United Machine Tool Corp. v. United States, 64 Treas. Dec. 98, T. D. 46547.
Henry Pels & Co., Inc. v. United States, 71 Treas. Dec. 242, T. D. 48817.
Henry Pels & Co. v. United States, 68 Treas. Dec. 44, T. D. 47790.
*203H. Boker & Co. (Inc.) v. United States, 60 Treas. Dec. 482, T. D. 45145.
G. Van der Loo v. United States, 63 Treas. Dec. 1417, Abstract 23625.

We fail to find anything in the aboye-cited cases which causes us to depart from the conclusion we have reached herein.

Cited by defendant in its brief is the case of Technical Charts, Inc. v. United States, 20 Cust. Ct. 157, C. D. 1101, which, incidentally, contains reference to some of the cases cited by plaintiff herein. In Technical Charts, the plaintiff therein challenged the classification by the collector of customs of certain dies within the purview of paragraph 352 of the Tariff Act of 1930, claiming they should have been properly classified as parts of printing machinery, or, alternatively, as parts of machines, not specially provided for, in paragraph 372 of said act.
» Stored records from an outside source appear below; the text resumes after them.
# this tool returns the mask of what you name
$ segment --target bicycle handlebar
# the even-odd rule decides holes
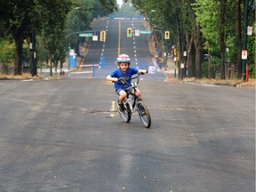
[[[148,73],[148,71],[147,71],[146,73]],[[134,76],[134,77],[132,77],[132,78],[129,78],[129,79],[119,78],[118,81],[124,82],[124,84],[128,84],[128,85],[132,85],[132,84],[129,84],[127,81],[137,78],[137,82],[136,82],[136,84],[135,84],[135,85],[137,85],[137,84],[139,84],[139,82],[140,82],[139,76],[140,76],[140,75],[144,75],[144,74],[146,74],[146,73],[142,73],[142,72],[140,71],[140,72],[137,73],[137,76]]]

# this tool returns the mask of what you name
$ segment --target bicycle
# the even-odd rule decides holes
[[[123,84],[126,84],[129,86],[132,86],[134,90],[134,94],[128,94],[124,100],[123,101],[124,111],[122,113],[118,110],[119,115],[124,122],[129,123],[132,118],[132,114],[135,111],[138,112],[140,119],[141,120],[143,125],[146,128],[149,128],[151,125],[151,116],[149,110],[148,109],[147,106],[140,98],[135,94],[136,93],[136,87],[140,82],[140,76],[141,73],[139,73],[136,76],[129,78],[129,79],[119,79],[118,81],[123,82]],[[136,82],[129,84],[128,80],[137,79]],[[118,102],[117,102],[117,108],[118,108]]]

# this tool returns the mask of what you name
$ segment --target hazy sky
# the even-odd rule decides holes
[[[123,0],[116,0],[116,2],[119,4],[119,6],[123,4]]]

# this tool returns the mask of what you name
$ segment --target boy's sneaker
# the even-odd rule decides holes
[[[124,113],[124,104],[119,104],[118,103],[118,110],[121,112],[121,113]]]

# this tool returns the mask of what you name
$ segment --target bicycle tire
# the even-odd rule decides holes
[[[137,111],[143,125],[149,128],[151,125],[151,116],[147,106],[141,101],[137,101]]]
[[[117,103],[117,108],[118,108],[118,103]],[[130,109],[130,106],[129,104],[126,104],[124,106],[124,112],[122,113],[118,110],[118,113],[120,115],[121,119],[125,122],[125,123],[129,123],[131,121],[132,118],[132,112]]]

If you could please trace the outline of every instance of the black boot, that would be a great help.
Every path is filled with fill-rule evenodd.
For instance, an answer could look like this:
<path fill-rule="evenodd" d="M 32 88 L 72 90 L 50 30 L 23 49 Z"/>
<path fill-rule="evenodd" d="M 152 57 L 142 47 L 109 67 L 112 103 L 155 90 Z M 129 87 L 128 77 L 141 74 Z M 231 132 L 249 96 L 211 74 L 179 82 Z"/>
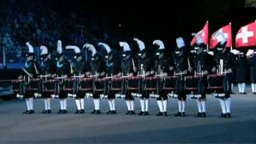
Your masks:
<path fill-rule="evenodd" d="M 180 117 L 182 116 L 182 113 L 181 112 L 178 112 L 177 114 L 174 114 L 176 117 Z"/>
<path fill-rule="evenodd" d="M 59 110 L 58 114 L 62 114 L 62 110 Z"/>
<path fill-rule="evenodd" d="M 144 116 L 146 116 L 146 115 L 150 115 L 150 114 L 149 114 L 149 112 L 144 111 L 143 115 L 144 115 Z"/>
<path fill-rule="evenodd" d="M 47 113 L 47 110 L 42 110 L 42 112 L 41 112 L 41 114 L 46 114 L 46 113 Z"/>
<path fill-rule="evenodd" d="M 23 112 L 23 114 L 28 114 L 30 112 L 30 110 L 26 110 Z"/>
<path fill-rule="evenodd" d="M 96 110 L 94 110 L 92 112 L 90 112 L 90 114 L 95 114 L 96 113 Z"/>
<path fill-rule="evenodd" d="M 85 113 L 85 110 L 81 109 L 81 110 L 80 110 L 80 114 L 84 114 L 84 113 Z"/>
<path fill-rule="evenodd" d="M 163 115 L 166 117 L 168 116 L 166 112 L 163 112 Z"/>
<path fill-rule="evenodd" d="M 128 114 L 130 114 L 130 111 L 128 110 L 128 111 L 126 113 L 126 114 L 128 115 Z"/>
<path fill-rule="evenodd" d="M 226 114 L 223 114 L 223 113 L 222 113 L 219 116 L 218 116 L 218 118 L 226 118 Z"/>
<path fill-rule="evenodd" d="M 200 112 L 198 112 L 197 114 L 195 114 L 195 116 L 194 117 L 202 117 L 202 113 L 200 113 Z"/>
<path fill-rule="evenodd" d="M 130 114 L 136 114 L 136 113 L 134 112 L 134 110 L 130 110 Z"/>
<path fill-rule="evenodd" d="M 100 114 L 101 111 L 100 110 L 96 110 L 95 114 Z"/>
<path fill-rule="evenodd" d="M 51 114 L 51 110 L 47 110 L 47 114 Z"/>
<path fill-rule="evenodd" d="M 202 117 L 206 118 L 206 112 L 202 112 Z"/>
<path fill-rule="evenodd" d="M 162 113 L 161 111 L 156 114 L 156 116 L 162 116 L 163 115 L 163 113 Z"/>
<path fill-rule="evenodd" d="M 110 113 L 111 113 L 111 110 L 109 110 L 106 114 L 110 114 Z"/>
<path fill-rule="evenodd" d="M 182 117 L 185 117 L 185 116 L 186 116 L 185 112 L 182 112 Z"/>
<path fill-rule="evenodd" d="M 80 110 L 77 110 L 77 111 L 75 111 L 74 114 L 80 114 Z"/>
<path fill-rule="evenodd" d="M 138 114 L 138 115 L 142 115 L 143 114 L 143 111 L 140 111 Z"/>

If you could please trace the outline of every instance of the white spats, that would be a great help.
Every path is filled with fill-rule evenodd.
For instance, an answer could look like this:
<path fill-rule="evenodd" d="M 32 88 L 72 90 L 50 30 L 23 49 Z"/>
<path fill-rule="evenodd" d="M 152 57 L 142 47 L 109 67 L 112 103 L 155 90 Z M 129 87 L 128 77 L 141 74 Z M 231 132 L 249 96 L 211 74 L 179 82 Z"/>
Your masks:
<path fill-rule="evenodd" d="M 115 99 L 112 99 L 112 110 L 115 110 Z"/>
<path fill-rule="evenodd" d="M 178 112 L 182 112 L 182 101 L 180 101 L 180 100 L 178 100 Z"/>
<path fill-rule="evenodd" d="M 255 91 L 255 86 L 256 86 L 255 83 L 251 83 L 250 86 L 251 86 L 251 92 L 255 93 L 256 92 Z"/>
<path fill-rule="evenodd" d="M 201 104 L 201 101 L 199 99 L 197 99 L 197 102 L 198 102 L 198 112 L 202 113 L 202 104 Z"/>
<path fill-rule="evenodd" d="M 222 110 L 222 114 L 226 114 L 226 106 L 225 106 L 225 100 L 224 99 L 219 99 L 219 103 L 221 104 L 221 107 Z"/>
<path fill-rule="evenodd" d="M 182 112 L 185 112 L 186 101 L 182 101 Z"/>
<path fill-rule="evenodd" d="M 230 98 L 225 99 L 226 113 L 230 113 Z"/>
<path fill-rule="evenodd" d="M 77 105 L 78 110 L 81 110 L 80 99 L 76 99 L 75 104 Z"/>
<path fill-rule="evenodd" d="M 149 110 L 149 102 L 150 102 L 149 99 L 146 99 L 145 100 L 145 111 L 148 111 Z"/>
<path fill-rule="evenodd" d="M 85 110 L 85 98 L 81 98 L 80 102 L 81 102 L 81 109 Z"/>
<path fill-rule="evenodd" d="M 134 110 L 134 101 L 130 101 L 130 110 Z"/>
<path fill-rule="evenodd" d="M 26 98 L 26 104 L 27 110 L 30 110 L 30 100 L 28 98 Z"/>
<path fill-rule="evenodd" d="M 63 109 L 66 110 L 66 98 L 63 100 Z"/>
<path fill-rule="evenodd" d="M 140 102 L 141 102 L 142 111 L 144 112 L 145 111 L 145 101 L 144 101 L 144 99 L 141 99 Z"/>
<path fill-rule="evenodd" d="M 167 108 L 167 100 L 162 101 L 162 106 L 163 106 L 163 112 L 166 112 L 166 108 Z"/>
<path fill-rule="evenodd" d="M 158 101 L 158 105 L 160 110 L 160 112 L 163 112 L 163 106 L 162 106 L 162 101 Z"/>
<path fill-rule="evenodd" d="M 202 103 L 202 111 L 206 113 L 206 99 L 202 99 L 201 103 Z"/>
<path fill-rule="evenodd" d="M 126 101 L 126 105 L 127 105 L 128 110 L 130 111 L 130 101 Z"/>
<path fill-rule="evenodd" d="M 110 106 L 110 110 L 113 110 L 112 101 L 111 100 L 108 100 L 108 102 L 109 102 L 109 106 Z"/>
<path fill-rule="evenodd" d="M 30 108 L 31 110 L 34 110 L 34 98 L 30 98 Z"/>

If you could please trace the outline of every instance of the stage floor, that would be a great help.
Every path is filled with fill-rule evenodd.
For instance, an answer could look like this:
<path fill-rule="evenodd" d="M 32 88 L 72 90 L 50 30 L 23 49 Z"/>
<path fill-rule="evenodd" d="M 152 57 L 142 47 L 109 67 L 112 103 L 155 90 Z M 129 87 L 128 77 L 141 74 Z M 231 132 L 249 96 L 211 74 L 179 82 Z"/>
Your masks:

In affirming the decision of the collector of customs, this court stated as follows:

Directly applicable to the case before us are the following quotations from the opinion of this court in the Lionel Corporation case, supra [71 Treas. Dec. 736, T. D. 48952]:

As we read its congressional history, the legislative purpose in framing paragraph 352 of the present law was to extend its scope far beyond the limits of its predecessor paragraph in the 1922 act. The first part'of paragraph 352 names certain metal-cutting tools, and then provides for metal-cutting tools of all descriptions, imposing thereon a duty of 50 per centum ad valorem. The second half, which is completely independent of the first, fixes a rate of 60 per centum ad valorem on “cutting tools of any kind containing more than * * * two-tenths of 1 per centum of tungsten * * Therefore, while the first half is limited to unalloyed tools which cut metal, the second covers all cutting tools which contain the prescribed percentages of the named alloys.

and — ■

Therefore, even were it here established, which it is not, that the articles in question were parts either of punches or of machines not specially provided for, inasmuch as they are unquestionably dies they would be more specifically provided for in said paragraph 352, as classified by the collector. See Henry Pels & Co., Inc. v. United States, T. D. 48817.
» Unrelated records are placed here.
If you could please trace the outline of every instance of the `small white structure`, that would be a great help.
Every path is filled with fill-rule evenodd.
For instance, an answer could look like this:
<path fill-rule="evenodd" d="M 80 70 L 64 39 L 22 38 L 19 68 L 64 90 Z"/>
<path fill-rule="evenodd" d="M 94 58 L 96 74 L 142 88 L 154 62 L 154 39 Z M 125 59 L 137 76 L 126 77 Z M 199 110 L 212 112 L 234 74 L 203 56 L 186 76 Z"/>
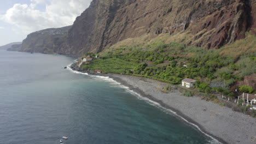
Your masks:
<path fill-rule="evenodd" d="M 95 70 L 94 71 L 96 72 L 98 74 L 101 74 L 101 70 L 100 70 L 100 69 Z"/>
<path fill-rule="evenodd" d="M 91 58 L 90 57 L 86 57 L 86 58 L 84 58 L 84 59 L 83 59 L 83 62 L 89 62 L 89 61 L 91 61 L 92 60 L 92 58 Z"/>
<path fill-rule="evenodd" d="M 242 94 L 239 95 L 238 97 L 238 99 L 242 99 L 243 103 L 242 105 L 243 105 L 243 103 L 245 103 L 247 105 L 255 105 L 256 104 L 256 95 L 251 94 L 245 94 L 243 93 Z M 237 100 L 237 104 L 238 101 Z"/>
<path fill-rule="evenodd" d="M 188 88 L 192 87 L 194 86 L 195 82 L 196 81 L 196 80 L 193 79 L 185 78 L 182 80 L 182 86 Z"/>

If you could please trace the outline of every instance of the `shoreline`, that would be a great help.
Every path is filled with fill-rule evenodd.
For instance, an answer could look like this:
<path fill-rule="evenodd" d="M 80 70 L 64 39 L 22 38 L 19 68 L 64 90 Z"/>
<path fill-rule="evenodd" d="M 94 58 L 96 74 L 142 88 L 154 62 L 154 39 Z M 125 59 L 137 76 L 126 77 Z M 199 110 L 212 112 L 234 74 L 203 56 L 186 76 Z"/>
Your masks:
<path fill-rule="evenodd" d="M 223 143 L 223 144 L 228 143 L 228 142 L 225 141 L 224 140 L 223 140 L 222 138 L 216 136 L 215 135 L 213 135 L 212 134 L 210 134 L 208 132 L 207 132 L 204 129 L 203 127 L 200 124 L 199 124 L 199 123 L 197 123 L 196 121 L 194 121 L 190 117 L 189 117 L 187 116 L 184 115 L 182 112 L 181 112 L 178 109 L 171 107 L 171 106 L 165 104 L 162 100 L 159 100 L 159 99 L 155 98 L 155 97 L 154 97 L 153 96 L 152 96 L 151 95 L 146 94 L 143 91 L 142 91 L 139 88 L 134 88 L 133 87 L 133 86 L 129 84 L 126 81 L 122 80 L 120 77 L 115 77 L 115 76 L 113 76 L 113 75 L 119 75 L 119 74 L 112 74 L 110 75 L 106 74 L 106 75 L 101 75 L 101 76 L 109 76 L 109 78 L 112 79 L 114 81 L 120 83 L 121 85 L 122 85 L 123 86 L 126 86 L 126 87 L 128 87 L 129 88 L 129 89 L 132 90 L 132 91 L 134 91 L 135 92 L 138 93 L 141 97 L 147 98 L 149 99 L 150 100 L 152 100 L 152 101 L 153 101 L 154 102 L 156 102 L 156 103 L 159 104 L 159 105 L 161 107 L 162 107 L 162 108 L 164 108 L 164 109 L 166 109 L 167 110 L 171 110 L 172 111 L 173 111 L 174 112 L 175 112 L 175 114 L 176 115 L 176 116 L 178 117 L 178 118 L 179 119 L 181 119 L 181 120 L 182 120 L 183 121 L 185 121 L 185 122 L 188 123 L 189 124 L 191 125 L 192 127 L 198 127 L 198 128 L 196 128 L 198 129 L 199 130 L 201 131 L 201 132 L 203 133 L 203 134 L 206 135 L 208 137 L 211 137 L 211 139 L 213 139 L 214 140 L 217 140 L 217 141 L 218 141 L 218 142 L 219 142 L 221 143 Z M 136 77 L 135 76 L 129 76 Z M 136 77 L 140 78 L 140 77 Z M 148 78 L 144 78 L 144 79 L 148 79 Z M 156 81 L 155 80 L 152 80 Z M 181 96 L 185 97 L 185 96 L 183 96 L 183 95 L 181 95 Z"/>
<path fill-rule="evenodd" d="M 116 74 L 101 75 L 109 76 L 121 85 L 129 87 L 131 90 L 142 97 L 146 97 L 159 103 L 164 108 L 176 112 L 178 116 L 189 123 L 197 126 L 203 133 L 222 143 L 256 143 L 256 121 L 249 116 L 211 101 L 201 100 L 197 97 L 186 97 L 182 95 L 179 92 L 164 93 L 155 88 L 159 87 L 159 85 L 162 87 L 167 84 L 155 80 Z M 150 89 L 155 89 L 150 91 Z M 174 97 L 176 99 L 172 99 Z M 181 104 L 174 105 L 178 103 Z M 190 106 L 188 106 L 188 104 L 190 104 Z M 205 105 L 209 105 L 213 109 L 208 110 L 210 107 Z M 188 109 L 186 107 L 188 107 Z M 195 107 L 196 110 L 193 110 Z M 190 110 L 188 112 L 189 109 Z M 188 113 L 190 112 L 193 113 L 189 115 Z M 227 119 L 229 121 L 225 123 Z"/>
<path fill-rule="evenodd" d="M 69 68 L 85 74 L 71 65 Z M 73 68 L 72 68 L 73 67 Z M 90 73 L 89 73 L 90 74 Z M 256 143 L 256 121 L 243 113 L 198 97 L 186 97 L 177 92 L 164 93 L 159 89 L 166 83 L 146 77 L 117 74 L 92 74 L 109 77 L 141 97 L 158 103 L 176 113 L 177 117 L 195 127 L 206 136 L 222 143 Z"/>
Although profile cutters, as such, are not eo nomine provided for within the provisions of paragraph 352 of the Tariff Act of 1930, as modified by the General Agreement on Tariffs and Trade, as were the dies in the Technical Charts case, supra, they are included within the provision for “Cutting tools of any kind” containing the required percentages of vanadium, tungsten, molybdenum, or chromium. Moreover, the fact that the profile cutters, which eventually were to become parts of a Petermann ■ number 2 automatic pinion-cutting machine, were imported separately does not vary this conclusion in the light of the provision in paragraph 352 of the basic tariff act, which has like application to said paragraph, as modified by the General Agreement on Tariffs and Trade, to the effect that—

*204* * * The foregoing rates shall apply whether or not the articles are imported separately or as parts of or attached to machines, but shall not apply to holding or operating devices.

It would appear, therefore, that plaintiff herein has failed to overcome the presumption of correctness attaching to the classification of the articles in controversy and that the claim in the protest for classification as parts of machine tools within the purview of paragraph 372, as modified, supra, is untenable. Alternative claims for classification as shears or bar cutters for use in fabricating rolled iron or steel shapes within the purview of paragraph 372, as modified, supra, or as cutting-knives and blades used in power or hand machines in paragraph 356 of said act, as modified by the Torquay Protocol to the General Agreement on Tariffs and Trade, are wholly unsupported by the record before us.

Upon the record herein, we hold that the presumption of correctness which attaches to the classification of the collector of customs has not been overcome. Therefore, all claims in the protest are overruled and judgment will issue accordingly.